New York City
While it has been many decades since the end of the war, New York City has not changed markedly in that time. The governing Nazis have chosen not to build extensively in a city that remains under-populated since the advent of the plague. And it is believed the German vamps have always been wary of their North American brethren, a fact borne out by the heavy Gestapo presence and a local administration run by a German governor.
The city and its surroundings still show many of the scars of the war. There are ruins of buildings and craters everywhere, and indications of the chaos that ensued during the worst period of the Fall are evident throughout the city streets. Despite that, New York remains a bustling, active metropolis, on a scale that is far greater than Caelo. Despite the ravages of time, it remains surprisingly seductive.
Like all vamp cities, New York is active in the night hours and largely quiet in the day. Tourists are still able to visit many facilities during daylight, but are forbidden to travel outdoors on foot. Any movement within the city must be on official underground transportation.
New York is crucial to Haven's survival, as it is the major port to which the Island Transnational Shipping fleet runs its cargo service. The function of the republic would be severely constrained were shipping to and from the city to be terminated.

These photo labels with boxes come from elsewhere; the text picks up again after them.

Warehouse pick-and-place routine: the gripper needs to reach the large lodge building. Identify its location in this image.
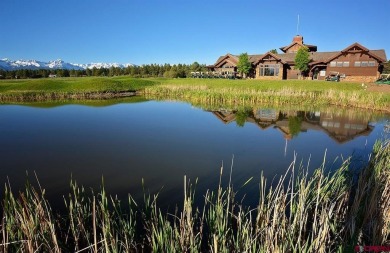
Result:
[208,35,386,82]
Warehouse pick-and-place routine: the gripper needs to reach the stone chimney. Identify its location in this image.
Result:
[293,35,303,45]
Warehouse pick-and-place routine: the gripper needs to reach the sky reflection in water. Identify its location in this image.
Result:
[0,101,389,210]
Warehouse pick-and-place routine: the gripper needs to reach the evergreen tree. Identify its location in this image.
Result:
[295,47,310,76]
[237,53,252,77]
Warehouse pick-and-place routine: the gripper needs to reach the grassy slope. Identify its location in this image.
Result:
[0,77,154,94]
[0,76,390,111]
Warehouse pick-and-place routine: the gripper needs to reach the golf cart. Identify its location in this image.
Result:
[375,74,390,84]
[325,72,340,82]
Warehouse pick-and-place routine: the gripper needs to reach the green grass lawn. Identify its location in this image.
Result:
[0,76,390,111]
[0,77,155,94]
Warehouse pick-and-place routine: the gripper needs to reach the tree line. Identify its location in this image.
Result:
[0,62,207,79]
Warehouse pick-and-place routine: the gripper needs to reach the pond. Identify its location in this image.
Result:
[0,98,390,209]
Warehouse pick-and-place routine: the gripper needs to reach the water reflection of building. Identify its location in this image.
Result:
[212,108,374,143]
[212,110,236,124]
[320,113,374,143]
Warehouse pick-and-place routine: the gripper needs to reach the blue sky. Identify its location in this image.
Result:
[0,0,390,65]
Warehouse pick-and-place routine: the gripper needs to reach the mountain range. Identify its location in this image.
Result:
[0,58,134,70]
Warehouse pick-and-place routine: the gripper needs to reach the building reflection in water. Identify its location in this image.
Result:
[212,108,374,144]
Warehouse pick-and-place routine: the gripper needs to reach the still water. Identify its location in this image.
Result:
[0,98,390,208]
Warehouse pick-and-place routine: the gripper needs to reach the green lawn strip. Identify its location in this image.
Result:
[0,76,390,111]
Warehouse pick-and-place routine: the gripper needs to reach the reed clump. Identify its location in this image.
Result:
[143,84,390,111]
[0,140,390,252]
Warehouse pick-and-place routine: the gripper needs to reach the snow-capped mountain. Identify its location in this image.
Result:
[0,58,133,70]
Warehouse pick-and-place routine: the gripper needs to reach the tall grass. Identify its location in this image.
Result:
[0,140,390,252]
[144,84,390,111]
[0,77,390,111]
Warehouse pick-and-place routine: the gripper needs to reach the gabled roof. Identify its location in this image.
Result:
[253,52,286,64]
[214,53,238,68]
[279,42,317,52]
[326,42,386,62]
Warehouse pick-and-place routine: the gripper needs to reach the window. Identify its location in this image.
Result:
[259,64,280,76]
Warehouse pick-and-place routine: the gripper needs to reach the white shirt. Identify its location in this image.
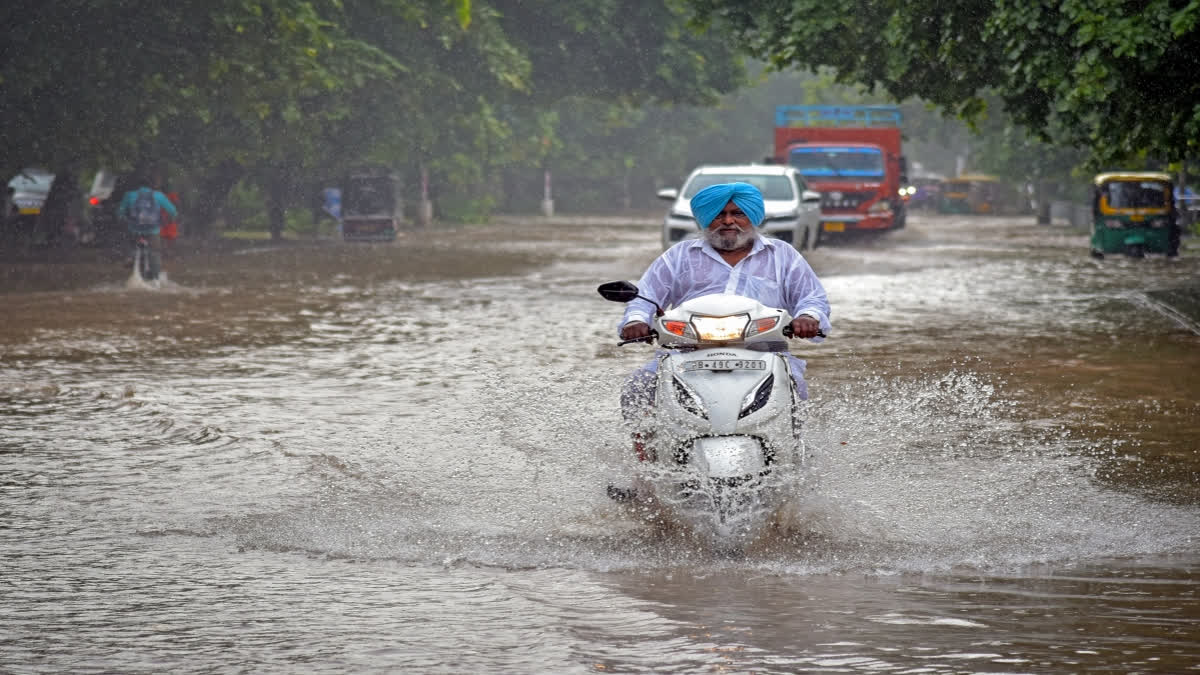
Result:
[620,237,833,341]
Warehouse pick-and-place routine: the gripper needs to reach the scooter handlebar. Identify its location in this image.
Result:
[617,330,659,347]
[782,323,826,338]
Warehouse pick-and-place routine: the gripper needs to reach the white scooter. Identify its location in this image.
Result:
[599,281,820,549]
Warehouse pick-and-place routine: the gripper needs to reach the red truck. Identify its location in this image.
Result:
[773,106,908,234]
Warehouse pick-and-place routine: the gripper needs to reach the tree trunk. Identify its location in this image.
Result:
[184,161,246,237]
[1033,180,1050,225]
[266,168,288,241]
[32,167,83,244]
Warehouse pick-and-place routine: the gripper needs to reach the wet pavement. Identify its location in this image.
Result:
[0,216,1200,673]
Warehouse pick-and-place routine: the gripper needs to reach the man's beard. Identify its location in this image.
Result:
[704,227,758,251]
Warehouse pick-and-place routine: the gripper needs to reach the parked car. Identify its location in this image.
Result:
[658,165,821,251]
[5,168,54,220]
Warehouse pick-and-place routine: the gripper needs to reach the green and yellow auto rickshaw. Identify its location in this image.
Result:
[1092,172,1180,258]
[937,174,1019,215]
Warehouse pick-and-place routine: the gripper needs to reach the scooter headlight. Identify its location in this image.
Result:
[746,316,779,338]
[691,313,750,342]
[662,321,696,340]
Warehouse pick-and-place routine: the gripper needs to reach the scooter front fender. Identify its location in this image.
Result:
[692,436,767,478]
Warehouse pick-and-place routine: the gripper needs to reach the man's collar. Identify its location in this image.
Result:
[692,232,776,258]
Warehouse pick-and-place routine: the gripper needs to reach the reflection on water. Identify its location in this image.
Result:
[0,219,1200,673]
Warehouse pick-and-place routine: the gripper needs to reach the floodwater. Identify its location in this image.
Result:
[0,216,1200,673]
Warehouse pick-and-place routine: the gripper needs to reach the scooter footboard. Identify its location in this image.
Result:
[691,436,767,478]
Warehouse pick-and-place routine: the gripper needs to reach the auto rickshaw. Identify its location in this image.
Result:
[1091,172,1180,258]
[937,174,1020,215]
[342,169,403,241]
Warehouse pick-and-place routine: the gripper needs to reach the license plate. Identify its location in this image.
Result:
[683,359,767,370]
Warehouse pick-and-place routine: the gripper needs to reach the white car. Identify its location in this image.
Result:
[658,165,821,251]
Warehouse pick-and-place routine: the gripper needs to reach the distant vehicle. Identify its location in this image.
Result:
[84,169,138,241]
[772,106,908,234]
[5,168,54,220]
[341,169,403,241]
[905,173,946,209]
[937,173,1028,215]
[1091,172,1180,258]
[658,165,821,251]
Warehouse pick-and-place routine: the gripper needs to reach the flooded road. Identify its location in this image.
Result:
[0,216,1200,673]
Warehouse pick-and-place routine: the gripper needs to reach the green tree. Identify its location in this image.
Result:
[689,0,1200,165]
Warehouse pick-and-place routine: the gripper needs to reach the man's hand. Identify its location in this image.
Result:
[620,321,650,340]
[792,315,821,338]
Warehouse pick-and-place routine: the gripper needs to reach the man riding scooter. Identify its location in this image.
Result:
[620,183,832,459]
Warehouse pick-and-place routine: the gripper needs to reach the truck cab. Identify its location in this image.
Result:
[774,106,908,235]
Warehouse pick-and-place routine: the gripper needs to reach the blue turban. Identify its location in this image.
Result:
[691,183,766,229]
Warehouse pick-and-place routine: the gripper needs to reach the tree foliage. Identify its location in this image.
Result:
[689,0,1200,165]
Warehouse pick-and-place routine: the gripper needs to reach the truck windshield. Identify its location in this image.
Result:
[791,147,883,178]
[683,173,796,199]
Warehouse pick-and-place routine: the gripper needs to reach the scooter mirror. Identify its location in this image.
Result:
[596,281,637,303]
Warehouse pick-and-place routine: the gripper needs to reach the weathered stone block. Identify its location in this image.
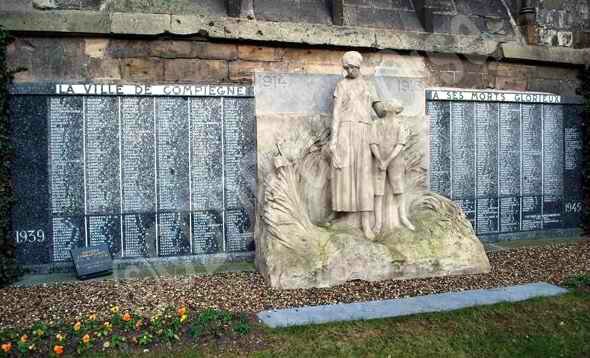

The vamps of New York, however, are considerably different from those of the other vamps cities, and many within the city consider themselves a separate state. A growing underground rebellion is said to exist, and Haven diplomats report that there is a risk of conflict. Already there have been several violent incidents, including several explosions that have destroyed Nazi buildings.
On those occasions when the Hitler regime has even deigned to acknowledge the existence of rebels, they have been branded as terrorists. The rebels, however, are said to consider themselves freedom fighters, actively engaged in a legitimate cause. The Haven government has no public position on this matter and has stated frequently that any such concerns are the internal affairs of the Third Reich. There are some sources in the government, however, who suggest the republic fears an all-out civil war may arise, and that this could be disastrous for Haven.
New York remains a city visibly haunted by its past and staggering uncertainly toward an undetermined future.